La propuesta la lanzaron dos diputadas del AKP, partido conservador que gobierna Turquía. Pero la protagonista, la cara visible del asunto, se encontraba en las filas del partido socialdemócrata CHP. Su nombre es Safak Pavey, una joven política de 33 años que camina con una pierna ortopédica tras caer en las vías del tren de Zurich (Suiza), hace 14 años. Su paseo hasta el escaño durante la jura de la Constitución, dejó claro que el decoro de la Asamblea podía, en este caso, verse perjudicado por su falda. Puestos a aceptar cambios, sus señorías creyeron tambien conveniente remplazar el término “señoras” por el más moderno “mujeres”.

Las normas del Parlamento están codificadas de acuerdo a la idea que el fundador de la República, Mustafa Kemal Atarturk, tenía de un país moderno. Por eso la vestimenta -a la europea- con traje de chaqueta, es una de las obligaciones de los representantes públicos. El velo, por supuesto, está vetado y las mujeres deben ir con la cabeza descubierta en todas las instituciones públicas.

La entrada de las mujeres en política fue otro de los grandes avances de Ataturk. A partir de 1934 se les permitió votar y acceder a cargos públicos. En 1935, 18 mujeres ocuparon por primera vez un escaño en el hemiciclo. El prometedor arranque, sin embargo, no siguió su ritmo. Siete décadas después, el porcentaje de mujeres en el Parlamento es del 14,2 %, todavía por debajo del 20 % que los organismos internacionales exigen al país.

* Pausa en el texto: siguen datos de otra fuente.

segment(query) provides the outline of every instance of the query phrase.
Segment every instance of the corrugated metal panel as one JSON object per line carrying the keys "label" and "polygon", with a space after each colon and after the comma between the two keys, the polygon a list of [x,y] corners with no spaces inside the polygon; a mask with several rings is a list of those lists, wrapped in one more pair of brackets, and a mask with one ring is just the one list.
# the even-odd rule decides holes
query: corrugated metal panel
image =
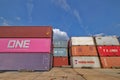
{"label": "corrugated metal panel", "polygon": [[50,38],[0,38],[0,52],[51,52]]}
{"label": "corrugated metal panel", "polygon": [[118,41],[119,41],[119,43],[120,43],[120,37],[118,37]]}
{"label": "corrugated metal panel", "polygon": [[61,67],[68,65],[68,57],[54,57],[53,58],[53,66]]}
{"label": "corrugated metal panel", "polygon": [[68,56],[67,48],[54,48],[54,56]]}
{"label": "corrugated metal panel", "polygon": [[51,54],[0,54],[0,70],[49,70]]}
{"label": "corrugated metal panel", "polygon": [[91,56],[71,57],[71,64],[73,68],[76,68],[76,67],[100,68],[101,67],[98,57],[91,57]]}
{"label": "corrugated metal panel", "polygon": [[53,41],[54,47],[68,47],[68,41],[62,41],[62,40],[54,40]]}
{"label": "corrugated metal panel", "polygon": [[51,26],[0,26],[0,37],[52,37]]}
{"label": "corrugated metal panel", "polygon": [[95,45],[92,37],[72,37],[71,45]]}
{"label": "corrugated metal panel", "polygon": [[120,67],[120,57],[100,57],[103,68]]}
{"label": "corrugated metal panel", "polygon": [[97,56],[95,46],[72,46],[72,56]]}
{"label": "corrugated metal panel", "polygon": [[100,56],[120,56],[120,46],[98,46]]}
{"label": "corrugated metal panel", "polygon": [[117,37],[95,37],[97,45],[119,45]]}

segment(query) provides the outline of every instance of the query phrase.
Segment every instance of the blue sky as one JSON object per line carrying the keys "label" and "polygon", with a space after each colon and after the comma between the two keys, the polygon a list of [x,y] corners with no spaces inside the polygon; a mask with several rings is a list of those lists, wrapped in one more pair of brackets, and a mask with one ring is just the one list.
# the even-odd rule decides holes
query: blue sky
{"label": "blue sky", "polygon": [[51,25],[69,36],[119,36],[120,0],[0,0],[0,25]]}

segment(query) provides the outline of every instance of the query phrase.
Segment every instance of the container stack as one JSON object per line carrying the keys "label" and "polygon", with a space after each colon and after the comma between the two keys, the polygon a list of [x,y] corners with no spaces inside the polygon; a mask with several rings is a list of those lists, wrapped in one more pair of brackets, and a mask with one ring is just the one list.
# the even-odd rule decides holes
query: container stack
{"label": "container stack", "polygon": [[120,44],[117,37],[95,37],[103,68],[120,67]]}
{"label": "container stack", "polygon": [[0,27],[0,70],[50,70],[52,27]]}
{"label": "container stack", "polygon": [[73,68],[100,68],[93,37],[71,37],[69,50]]}
{"label": "container stack", "polygon": [[53,40],[53,66],[68,66],[68,41]]}

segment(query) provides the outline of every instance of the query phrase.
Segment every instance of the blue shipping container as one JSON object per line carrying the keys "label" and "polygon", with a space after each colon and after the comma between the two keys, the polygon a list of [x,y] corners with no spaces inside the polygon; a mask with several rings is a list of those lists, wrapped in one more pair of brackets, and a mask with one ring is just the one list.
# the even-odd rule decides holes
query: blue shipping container
{"label": "blue shipping container", "polygon": [[54,56],[68,56],[67,48],[54,48]]}
{"label": "blue shipping container", "polygon": [[60,41],[60,40],[54,40],[53,41],[54,47],[68,47],[68,41]]}

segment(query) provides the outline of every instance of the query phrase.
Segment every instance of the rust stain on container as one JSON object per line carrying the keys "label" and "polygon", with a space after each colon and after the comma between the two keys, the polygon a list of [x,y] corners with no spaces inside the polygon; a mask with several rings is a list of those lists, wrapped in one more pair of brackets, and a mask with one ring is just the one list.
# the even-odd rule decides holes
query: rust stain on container
{"label": "rust stain on container", "polygon": [[0,37],[52,37],[51,26],[0,26]]}
{"label": "rust stain on container", "polygon": [[95,46],[72,46],[70,49],[72,56],[97,56]]}
{"label": "rust stain on container", "polygon": [[53,57],[53,66],[61,67],[68,65],[68,57]]}
{"label": "rust stain on container", "polygon": [[100,57],[103,68],[120,67],[120,57]]}

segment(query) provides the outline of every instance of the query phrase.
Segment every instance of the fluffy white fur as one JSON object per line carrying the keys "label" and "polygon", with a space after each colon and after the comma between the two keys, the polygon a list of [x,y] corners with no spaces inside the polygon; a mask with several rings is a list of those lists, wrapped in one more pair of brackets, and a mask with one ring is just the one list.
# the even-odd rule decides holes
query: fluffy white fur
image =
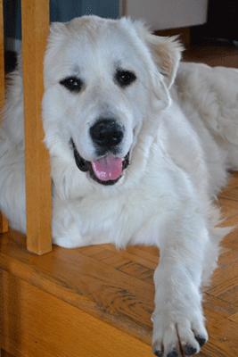
{"label": "fluffy white fur", "polygon": [[[160,247],[152,318],[160,356],[178,348],[178,336],[191,353],[200,351],[195,336],[208,339],[201,287],[226,234],[216,228],[211,201],[227,170],[238,168],[238,71],[179,65],[180,53],[175,38],[152,36],[140,22],[88,16],[52,26],[45,61],[53,242],[68,248],[106,242]],[[136,74],[127,88],[113,80],[119,66]],[[84,80],[79,94],[59,84],[71,75]],[[10,81],[0,131],[0,208],[24,232],[21,70]],[[130,150],[130,165],[117,184],[104,187],[78,169],[69,141],[73,137],[84,159],[94,160],[88,129],[111,114],[126,128],[121,157]]]}

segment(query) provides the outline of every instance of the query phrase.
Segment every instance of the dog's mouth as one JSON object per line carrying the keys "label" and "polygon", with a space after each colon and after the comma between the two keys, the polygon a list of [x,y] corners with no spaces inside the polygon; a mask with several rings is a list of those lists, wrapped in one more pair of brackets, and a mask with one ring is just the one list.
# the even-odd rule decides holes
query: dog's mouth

“Las mujeres turcas llevan años usando pantalones y faldas cortas en el ámbito privado. El código de vestimenta en el Parlamento es una muestra de que el machismo impera todavía en la función pública” explica la política conservadora Melmet Güler. Para muchas asociaciones de mujeres, este año político, en el que se pretende cambiar la actual Constitución del país, es una oportunidad de oro para que sus representantes lleven los valores femeninos a la política. “La iniciativa femenina por los pantalones” aseguran, “es tan solo un ejemplo de que con nosotras el acuerdo entre gobierno y oposición es más sencillo”.

Gracias a tres mujeres, anteayer las diputadas pudieron elegir libremente su vestimenta. Puede que en unos años veamos alguna acceder al hemiciclo con velo. O incluso a sus señorías escuchando un discurso en kurdo. Los tiempos cambian, también en Turquía. A pesar, de que la foto de Ataturk todavía vigila a los turcos desde todas las esquinas del país, muchos comienzan a aceptar que algunos de sus principios pueden estar algo desfasados.